Ganguli has previously received several honors, including the Sloan Fellowship, a Simons Investigator Award, and the Schmidt Science Polymath Award. His project connects neuroscience, control theory, and artificial intelligence to understand how AI models can recursively improve through interaction and feedback.

Krishna Pillutla, assistant professor at the Indian Institute of Technology, Madras, and principal investigator at the Centre for Responsible AI, was recognized as an early-career fellow. His work focuses on developing AI systems that maintain privacy and robustness, especially in sensitive areas such as healthcare and finance. His AI2050 project aims to create methods that prevent private data from being leaked while maintaining high performance.

Surbhi Goel, an assistant professor at the University of Pennsylvania, also received an early-career fellowship. Her research focuses on theoretical computer science and machine learning, aiming to make conversational AI systems safer and more predictable.
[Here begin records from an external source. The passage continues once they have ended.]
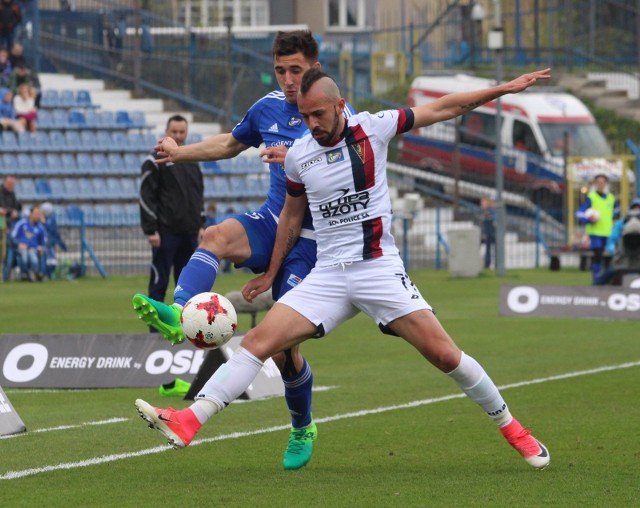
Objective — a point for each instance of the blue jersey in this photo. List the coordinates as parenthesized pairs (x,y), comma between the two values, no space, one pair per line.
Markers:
(273,121)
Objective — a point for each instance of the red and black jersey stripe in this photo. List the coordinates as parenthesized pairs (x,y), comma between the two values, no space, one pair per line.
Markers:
(363,170)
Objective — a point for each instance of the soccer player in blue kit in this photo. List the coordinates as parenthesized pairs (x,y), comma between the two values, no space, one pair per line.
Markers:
(247,239)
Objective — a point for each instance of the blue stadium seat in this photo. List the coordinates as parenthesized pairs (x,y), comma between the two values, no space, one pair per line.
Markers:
(106,120)
(132,163)
(72,188)
(138,120)
(102,215)
(132,214)
(25,164)
(60,118)
(77,120)
(85,163)
(50,99)
(100,164)
(57,141)
(10,163)
(57,188)
(74,214)
(9,141)
(69,164)
(26,141)
(54,163)
(26,189)
(123,120)
(43,189)
(104,140)
(40,163)
(73,142)
(130,188)
(119,140)
(41,141)
(83,99)
(113,188)
(67,99)
(116,164)
(92,119)
(89,141)
(89,215)
(45,120)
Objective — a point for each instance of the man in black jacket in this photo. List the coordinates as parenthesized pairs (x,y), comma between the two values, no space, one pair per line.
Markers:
(171,211)
(9,213)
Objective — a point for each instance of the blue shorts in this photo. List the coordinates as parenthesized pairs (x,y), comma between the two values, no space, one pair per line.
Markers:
(261,228)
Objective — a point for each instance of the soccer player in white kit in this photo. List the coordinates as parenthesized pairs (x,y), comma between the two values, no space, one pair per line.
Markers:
(339,170)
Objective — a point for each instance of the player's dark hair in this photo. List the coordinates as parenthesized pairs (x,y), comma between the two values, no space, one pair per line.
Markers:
(296,41)
(176,118)
(310,77)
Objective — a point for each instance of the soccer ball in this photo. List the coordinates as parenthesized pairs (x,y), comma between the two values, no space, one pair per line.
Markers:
(208,320)
(592,215)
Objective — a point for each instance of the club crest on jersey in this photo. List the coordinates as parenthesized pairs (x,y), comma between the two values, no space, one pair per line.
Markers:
(335,156)
(312,162)
(359,148)
(293,280)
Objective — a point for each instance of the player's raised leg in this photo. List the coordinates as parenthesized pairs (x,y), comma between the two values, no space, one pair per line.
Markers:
(423,330)
(227,240)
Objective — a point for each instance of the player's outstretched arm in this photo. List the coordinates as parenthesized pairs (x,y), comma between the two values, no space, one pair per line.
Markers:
(289,226)
(220,146)
(456,104)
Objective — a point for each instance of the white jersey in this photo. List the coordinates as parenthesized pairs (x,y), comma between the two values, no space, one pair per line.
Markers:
(346,186)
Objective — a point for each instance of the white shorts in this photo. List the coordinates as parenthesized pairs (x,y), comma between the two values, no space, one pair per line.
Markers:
(379,287)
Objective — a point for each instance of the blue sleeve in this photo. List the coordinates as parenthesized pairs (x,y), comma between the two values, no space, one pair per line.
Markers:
(613,238)
(580,212)
(247,131)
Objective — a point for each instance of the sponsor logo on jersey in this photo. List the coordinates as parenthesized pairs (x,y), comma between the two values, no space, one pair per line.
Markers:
(335,156)
(310,163)
(293,280)
(359,148)
(346,204)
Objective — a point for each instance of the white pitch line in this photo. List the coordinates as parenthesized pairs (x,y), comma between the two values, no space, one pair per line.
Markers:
(67,427)
(12,475)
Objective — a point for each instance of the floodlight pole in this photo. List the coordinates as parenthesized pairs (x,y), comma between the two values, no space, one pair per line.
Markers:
(496,43)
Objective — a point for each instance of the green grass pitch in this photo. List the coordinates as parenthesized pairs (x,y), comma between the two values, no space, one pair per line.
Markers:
(385,438)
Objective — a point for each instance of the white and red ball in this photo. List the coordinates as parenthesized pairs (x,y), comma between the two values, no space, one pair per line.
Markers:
(209,320)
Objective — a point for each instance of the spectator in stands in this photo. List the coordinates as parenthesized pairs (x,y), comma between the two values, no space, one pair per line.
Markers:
(5,67)
(30,237)
(597,214)
(53,239)
(22,73)
(623,246)
(10,18)
(171,211)
(24,104)
(8,118)
(9,213)
(16,55)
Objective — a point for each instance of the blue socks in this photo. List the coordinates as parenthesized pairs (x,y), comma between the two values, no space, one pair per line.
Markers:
(297,392)
(197,276)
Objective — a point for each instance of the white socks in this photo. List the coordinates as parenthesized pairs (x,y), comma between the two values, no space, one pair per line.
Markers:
(227,384)
(478,386)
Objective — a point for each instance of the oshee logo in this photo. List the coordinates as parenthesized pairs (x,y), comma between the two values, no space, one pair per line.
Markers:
(346,204)
(523,299)
(27,362)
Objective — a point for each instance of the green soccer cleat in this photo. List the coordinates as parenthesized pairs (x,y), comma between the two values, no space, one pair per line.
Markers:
(176,388)
(300,446)
(164,318)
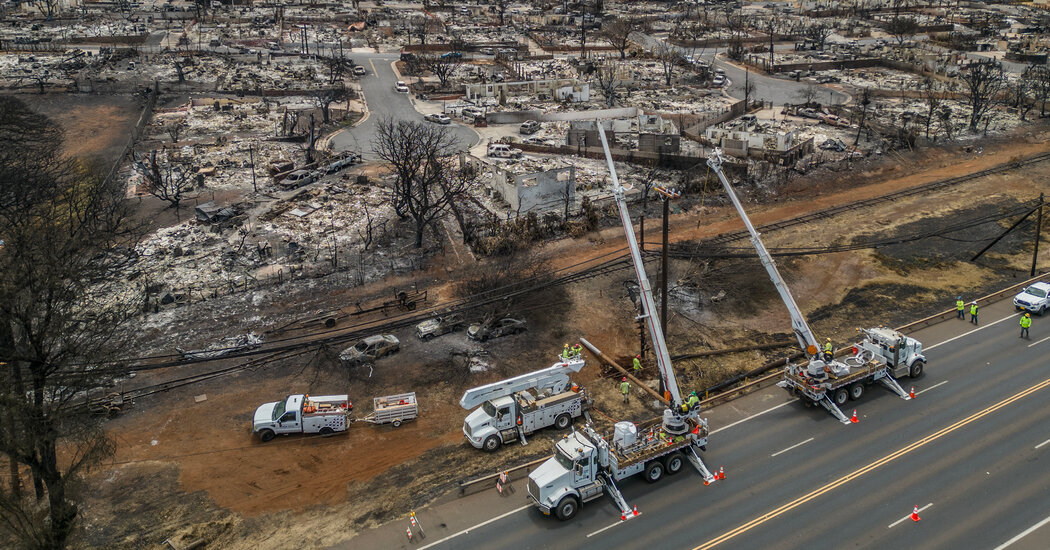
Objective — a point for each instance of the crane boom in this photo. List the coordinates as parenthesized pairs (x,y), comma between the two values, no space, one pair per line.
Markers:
(648,303)
(805,338)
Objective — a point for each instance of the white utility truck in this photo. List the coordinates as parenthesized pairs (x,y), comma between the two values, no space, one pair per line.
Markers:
(587,464)
(518,406)
(301,414)
(883,355)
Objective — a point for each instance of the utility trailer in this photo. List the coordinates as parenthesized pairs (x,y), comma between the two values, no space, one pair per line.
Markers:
(393,409)
(588,464)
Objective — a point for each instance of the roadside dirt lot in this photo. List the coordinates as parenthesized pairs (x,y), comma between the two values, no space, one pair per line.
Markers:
(190,470)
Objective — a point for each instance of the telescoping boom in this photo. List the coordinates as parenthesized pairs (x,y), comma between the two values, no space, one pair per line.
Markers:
(588,464)
(824,380)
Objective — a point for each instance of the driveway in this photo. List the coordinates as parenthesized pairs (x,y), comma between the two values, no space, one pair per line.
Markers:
(377,87)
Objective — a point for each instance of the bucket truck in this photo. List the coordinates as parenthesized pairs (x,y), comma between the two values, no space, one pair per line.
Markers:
(882,356)
(518,406)
(586,463)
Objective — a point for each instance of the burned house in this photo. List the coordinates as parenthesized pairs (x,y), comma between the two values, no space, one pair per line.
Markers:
(561,89)
(529,191)
(747,138)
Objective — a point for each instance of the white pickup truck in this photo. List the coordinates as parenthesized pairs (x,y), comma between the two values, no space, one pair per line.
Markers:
(301,414)
(1034,298)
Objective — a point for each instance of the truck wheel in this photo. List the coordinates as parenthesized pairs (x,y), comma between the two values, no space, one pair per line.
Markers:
(654,471)
(567,508)
(673,463)
(841,396)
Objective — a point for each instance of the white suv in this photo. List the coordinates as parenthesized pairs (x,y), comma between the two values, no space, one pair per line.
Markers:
(502,150)
(1034,298)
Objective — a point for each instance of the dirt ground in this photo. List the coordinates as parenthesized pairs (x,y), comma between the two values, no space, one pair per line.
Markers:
(191,470)
(96,126)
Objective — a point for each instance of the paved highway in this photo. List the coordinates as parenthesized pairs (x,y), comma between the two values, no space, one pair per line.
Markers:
(382,101)
(777,90)
(971,451)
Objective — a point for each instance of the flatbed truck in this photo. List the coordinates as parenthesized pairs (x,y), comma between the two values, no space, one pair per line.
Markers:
(588,464)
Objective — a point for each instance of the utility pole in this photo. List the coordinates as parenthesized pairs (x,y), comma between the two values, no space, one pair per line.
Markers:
(1038,226)
(668,195)
(642,231)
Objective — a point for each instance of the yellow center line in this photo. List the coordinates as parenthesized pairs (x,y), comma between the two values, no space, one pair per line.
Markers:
(881,462)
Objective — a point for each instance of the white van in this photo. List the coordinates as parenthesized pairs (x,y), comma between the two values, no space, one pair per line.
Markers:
(502,150)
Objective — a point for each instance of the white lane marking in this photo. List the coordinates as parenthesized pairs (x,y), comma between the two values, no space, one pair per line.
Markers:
(1040,341)
(482,524)
(1024,533)
(908,516)
(791,447)
(727,426)
(609,527)
(971,332)
(931,387)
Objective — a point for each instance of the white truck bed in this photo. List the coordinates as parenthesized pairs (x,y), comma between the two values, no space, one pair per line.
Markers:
(394,409)
(321,411)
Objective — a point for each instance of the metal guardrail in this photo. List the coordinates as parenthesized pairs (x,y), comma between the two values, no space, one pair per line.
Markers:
(767,378)
(512,473)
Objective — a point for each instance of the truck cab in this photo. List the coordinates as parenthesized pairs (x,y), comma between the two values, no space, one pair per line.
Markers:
(503,419)
(560,485)
(280,417)
(301,414)
(485,427)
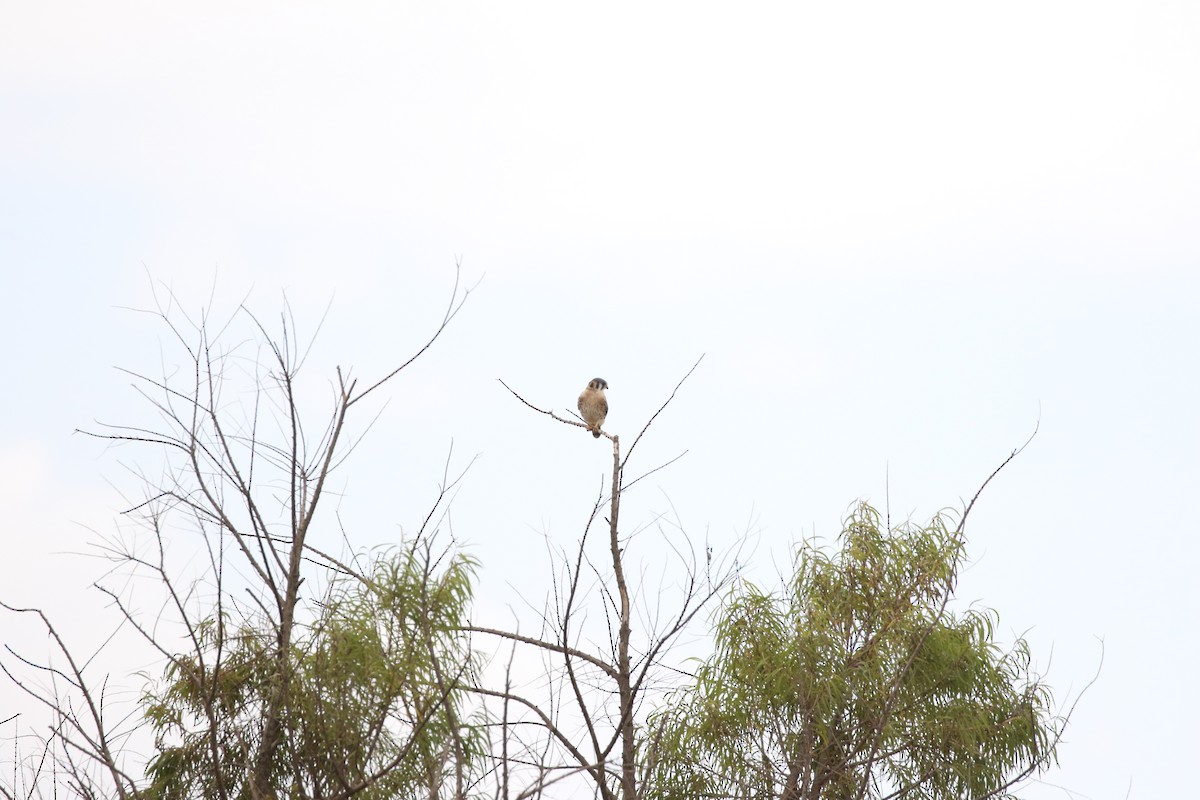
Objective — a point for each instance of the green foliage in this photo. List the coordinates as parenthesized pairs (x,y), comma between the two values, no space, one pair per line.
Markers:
(856,677)
(373,695)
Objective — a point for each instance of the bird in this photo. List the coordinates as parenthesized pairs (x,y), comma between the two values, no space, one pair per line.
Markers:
(594,405)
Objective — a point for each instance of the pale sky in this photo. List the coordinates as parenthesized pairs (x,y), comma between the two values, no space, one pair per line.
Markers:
(901,233)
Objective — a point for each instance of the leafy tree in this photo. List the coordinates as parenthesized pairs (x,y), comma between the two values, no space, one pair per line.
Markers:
(856,681)
(375,705)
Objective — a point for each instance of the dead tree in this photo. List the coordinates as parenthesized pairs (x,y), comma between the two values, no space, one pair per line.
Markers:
(271,619)
(586,720)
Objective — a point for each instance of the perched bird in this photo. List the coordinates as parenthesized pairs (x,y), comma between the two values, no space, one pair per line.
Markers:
(594,405)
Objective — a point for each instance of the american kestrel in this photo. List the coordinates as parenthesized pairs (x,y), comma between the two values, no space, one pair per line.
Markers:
(594,405)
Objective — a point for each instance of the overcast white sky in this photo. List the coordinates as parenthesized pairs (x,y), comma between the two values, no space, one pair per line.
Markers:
(901,233)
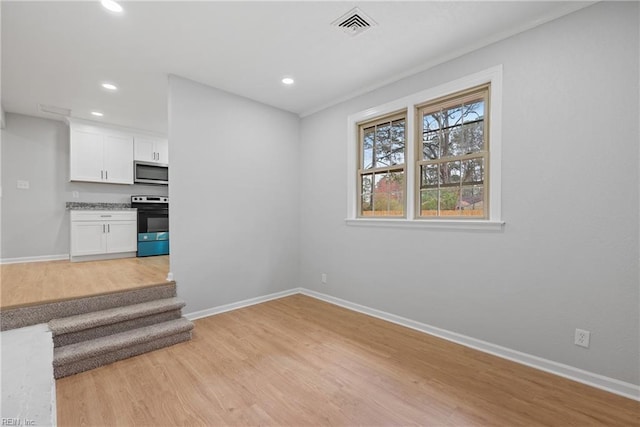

Goel’s project uses mathematically grounded approaches to detect and prevent risky or erroneous AI behavior during interactions with humans.

“AI is underhyped, especially when it comes to its potential to benefit humanity,” said Eric Schmidt, co-founder of Schmidt Sciences. “The AI2050 fellowship was established to turn that potential into reality—by supporting the people and ideas shaping a healthier, more resilient and more secure world.”

Launched in 2022, the AI2050 program now includes 99 fellows across eight countries and 42 institutions. The initiative supports research that advances trustworthy and socially beneficial AI while fostering collaboration among scientists.